Now with fifty percent more bupkis

Mon 09 Mar 2009 09:58 AM

I recently stumbled across Forbes' America's Best Colleges, which was published last year. The assessment is explicitly intended to break the hegemony of U.S. News & World Report's rankings of American colleges, which seems like a good thing whether or not ratings are ultimately a good thing.

UAlbany comes out in the middle of the pack (295th out of 569), which is not at all bad. Among SUNY centers, we are ranked behind Binghamton (119) but ahead of Stony Brook (332) and Buffalo (436). The rankings seem plausible.

Nevertheless, the methodology is disturbingly weak sauce. A full 25% of each institution's score is derived from the number of its alumni who appear in Who's Who in America. I was recently contacted by Who's Who and asked for biographical information so that I could be included. I did not reply, because Who cares? Forbes magazine, that's who.

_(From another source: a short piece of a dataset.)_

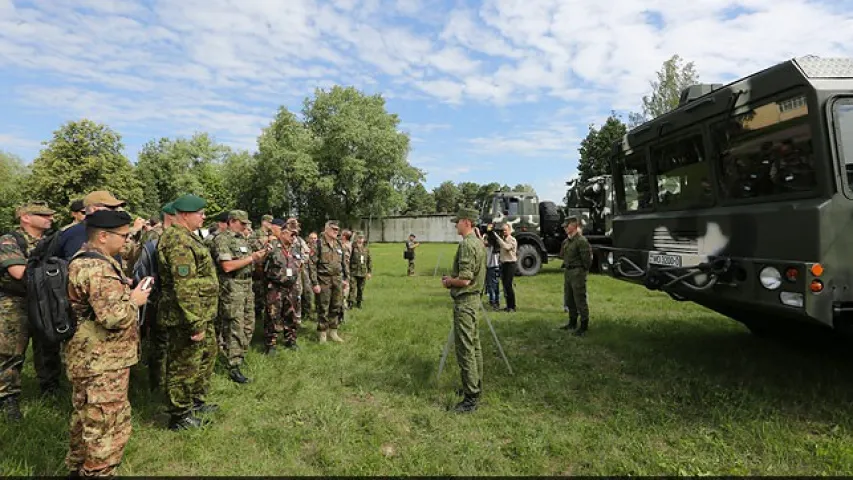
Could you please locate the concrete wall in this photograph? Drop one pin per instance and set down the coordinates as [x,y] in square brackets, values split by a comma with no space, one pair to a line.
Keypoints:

A further 25% of each institution's score is derived from student evaluations at RateMyProfessors.com. Now, I think it's a fun website. It allows students to gossip about which prof is good for which courses, and I get pretty good marks there. Yet, as I said in an earlier post, "it would worrisome if an unrepresentative and deliberately somewhat frivolous resource came to play an important part in campus life." Now Forbes expects it to play such a role.